This page contains biography and contact information of teachers and professors that have contributed pedagogy resources. To contact the project’s principal investigators please go here.
Katherine Holt
Associate Professor and Chair of History at the College of Wooster. She teaches courses on Latin American history, trans-Atlantic slavery, U.S./Latin American relations, and quantitative methods. Her research explores the history of gender and slavery in nineteenth-century Brazil. She received her bachelor’s degree from George Washington University, a master’s degree in Latin American and Caribbean Studies from New York University, and a doctorate from Princeton.
Setsuko Matsuzawa
Associate Professor of Sociology at the College of Wooster. Her research interests include: Social Movements, Environmental Sociology, Development, Law, Transnational and Global Sociology, and East Asian Societies (China and Japan). Her primary research area is environmental activism in East Asia. She has multiple degrees: An L.L.B., Sophia, Masters in Public Policy from Duke, L.L.M., from Georgetown Law Center, and Certificate, Inter-University Program (IUP) for Chinese Language Studies (administered by UC-Berkeley) Tsinghua University, China. Her Ph.D. is in Sociology from UC California-San Diego.
Amyaz Moledina
Associate Professor of Economics and contributes to the Global and International Studies program at the College of Wooster. He co-founded, direct, and actively participate in Wooster’s Social Entrepreneurship (SE) Program.

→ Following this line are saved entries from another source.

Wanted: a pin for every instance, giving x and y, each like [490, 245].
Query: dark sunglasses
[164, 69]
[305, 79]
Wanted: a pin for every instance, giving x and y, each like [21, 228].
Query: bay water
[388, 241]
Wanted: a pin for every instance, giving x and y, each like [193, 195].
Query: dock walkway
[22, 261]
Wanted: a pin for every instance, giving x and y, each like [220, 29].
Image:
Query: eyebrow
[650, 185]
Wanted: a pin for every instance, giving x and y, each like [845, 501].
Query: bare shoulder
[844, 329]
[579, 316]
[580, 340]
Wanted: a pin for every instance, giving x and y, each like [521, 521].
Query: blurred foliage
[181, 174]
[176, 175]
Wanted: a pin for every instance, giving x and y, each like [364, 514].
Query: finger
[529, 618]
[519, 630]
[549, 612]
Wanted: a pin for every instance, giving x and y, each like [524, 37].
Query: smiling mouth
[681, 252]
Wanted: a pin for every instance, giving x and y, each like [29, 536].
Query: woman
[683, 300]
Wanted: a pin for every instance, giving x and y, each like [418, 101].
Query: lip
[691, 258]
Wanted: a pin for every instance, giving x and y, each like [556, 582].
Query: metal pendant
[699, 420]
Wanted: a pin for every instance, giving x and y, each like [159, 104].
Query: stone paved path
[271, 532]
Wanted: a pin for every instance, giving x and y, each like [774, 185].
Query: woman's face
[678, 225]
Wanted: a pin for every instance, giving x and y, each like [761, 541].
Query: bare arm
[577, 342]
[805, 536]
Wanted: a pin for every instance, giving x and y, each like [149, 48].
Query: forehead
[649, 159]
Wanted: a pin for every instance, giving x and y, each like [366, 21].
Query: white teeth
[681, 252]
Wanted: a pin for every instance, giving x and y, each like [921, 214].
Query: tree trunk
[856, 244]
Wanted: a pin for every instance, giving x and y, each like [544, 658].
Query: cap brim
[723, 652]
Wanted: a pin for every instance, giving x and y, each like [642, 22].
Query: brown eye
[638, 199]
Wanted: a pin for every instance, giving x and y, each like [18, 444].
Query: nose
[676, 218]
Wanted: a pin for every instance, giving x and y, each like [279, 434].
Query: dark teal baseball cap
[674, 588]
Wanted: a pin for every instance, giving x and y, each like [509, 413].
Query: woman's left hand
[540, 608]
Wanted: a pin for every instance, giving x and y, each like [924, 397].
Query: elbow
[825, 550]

SE uses collaborative experiential learning to catalyze the academy and social enterprises to create social change. This program is recognized for excellence by the Institute of International Education. Check out his current projects here.
Leah Mirakhor
Professor Mirakhor writes and teaches on 20th and 21st century literature and culture. She received her MA in African American Studies and her PhD in English from UW-Madison. She currently teaches courses on exiles, migrants and refugees at Yale University. Her articles have appeared in African American Review and Studies in American Jewish Literature and is a frequent contributor at Los Angeles Review of Books. She is currently working on a monograph that examines the relationship between American empire, the figure of terror, and the intimate.
Beth Muellner
Associate Professor of German Studies and an affiliate faculty member in the Women’s, Gender, and Sexuality Studies Department at the College of Wooster. She received her Bachelor’s degree in English with a minor in German at the University of Minnesota and then moved to Berlin, Germany for five years to continue studying German at the Freie Universität. She has a Master’s in German from the University of Maryland, College Park and a Ph.D. in German (with a minor in Advanced Feminist Studies), at the University of Minnesota. Her research interests include women’s travel writing, the history of technology, photography and film (visual culture), memory studies, critical theory, spatial studies, and the aristocracy, primarily in the 18th, 19th and 20th centuries. She has published and given papers based on my dissertation on women’s experiences with train, bicycle and automobile travel, as well as on Malwida von Meysenbug, women’s railroad travel and writing, film, the Empress Elisabeth of Austria, and journalist/writer Annemarie Schwarzenbach.
Connected Course:
Migration and Citizenship and Migration and the New Europe
Taku Suzuki
Professor Suzuki is an Associate Professor and Chair of International Studies at Denison. He earned a B.A. in International Studies from Meiji Gakuin University in Yokohama, Japan, and a M.A. and a Ph.D. in Sociocultural Anthropology from the University of Minnesota. He has conducted field research in the Okinawan immigrant communities in eastern Bolivia and Okinawan-Bolivian immigrant communities in eastern Japan, and is currently interested in a transnational Okinawan peace and environmental activism. He teaches courses in introductory International Studies, globalization and diversification of Japanese society, trans-Pacific Asian communities and identities, race and class formations in a global perspective, and comparative Asian immigrant experiences in the Americas.
Brian Miller
Professor Miller is a Visiting Associate Professor at Alleghany. B.A., John Carroll University; M.A., Georgia State University; Ph. D., University of Iowa. His research interests include Modern Turkey and Modern Germany. He contributed to Middle East and North African Studies; Migration & Diaspora Studies; and Transnational & Globalization Studies.